De pequeño me aterrorizaba Fernando Jiménez del Oso. Las cámaras antigás también. Y lo de la plaza de Tiananmen. Lo de la plaza de Tiananmen me espeluznó. Salvador Dalí, en cambio, no. Creo que era un personaje que me tenía que dar miedo a la fuerza pero, sin embargo, no lo recuerdo asociado a esa emoción. Su excentricidad, sus caras, algunas de sus creaciones… Pero no. No sé por qué.
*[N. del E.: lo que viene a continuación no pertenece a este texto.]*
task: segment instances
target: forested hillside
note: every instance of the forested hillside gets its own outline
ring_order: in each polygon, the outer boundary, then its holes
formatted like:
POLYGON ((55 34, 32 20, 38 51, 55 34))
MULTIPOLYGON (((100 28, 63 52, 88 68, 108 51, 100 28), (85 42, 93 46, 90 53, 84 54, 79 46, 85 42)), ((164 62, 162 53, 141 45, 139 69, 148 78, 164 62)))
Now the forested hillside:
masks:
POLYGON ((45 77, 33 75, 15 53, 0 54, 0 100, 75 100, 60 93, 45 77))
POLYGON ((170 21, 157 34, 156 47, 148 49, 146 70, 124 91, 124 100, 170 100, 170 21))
Nunca he profundizado mucho en el personaje y su obra a pesar de que siempre me atrajo. Hace años decidí que la primera biografía que me leería de alguien tenía que ser de él y el pasado verano lo hice empujado por la emergencia de una fiebre aletargada que despertó cuando visitamos Cadaqués, Portlligat, Pubol. Sus territorios.
¿Genio, impostor, adelantado, psicótico, extravagante, paranoide, visionario, comunista, anarquista, fascista, megalómano, sabio, marciano?
Supongo que da igual tratar de responder o no a esas preguntas. Tratar de entenderle a través de lo que otros han escrito sobre él, su familia, su contexto, etcétera, tampoco ha contribuído a resolver esas incógnitas. Supongo que da igual. Su narcisismo sigue siendo satisfecho porque, al fin y al cabo, es un personaje que sigue llamando la atención. Que sigue despertando fiebres.
El personaje por encima de su obra. Yo no sé si se retroalimentaban. Si se complementaban. Yo creo que no. Creo que su obra, por muy creativa que sea, adquiere mayor relevancia porque la ha hecho él. Porque los argumentos que utilice para explicarla, porque la performance con que la presente nos mantienen alertas.
Y aquí estoy. Hablando de él en presente y pasado. Singular y plural. Recordando una fiebre estival que vuelve a estar latente, a la espera de encontrar alguna anécdota con la que alimentarla, alguna imagen con la que saciarla, qué sé yo: un rinoceronte renacentista, un trozo de pan, un culo, un bastón y una barretina, una escafandra, un ángelus, unas hormigas. Dalíniana. La Fiebre.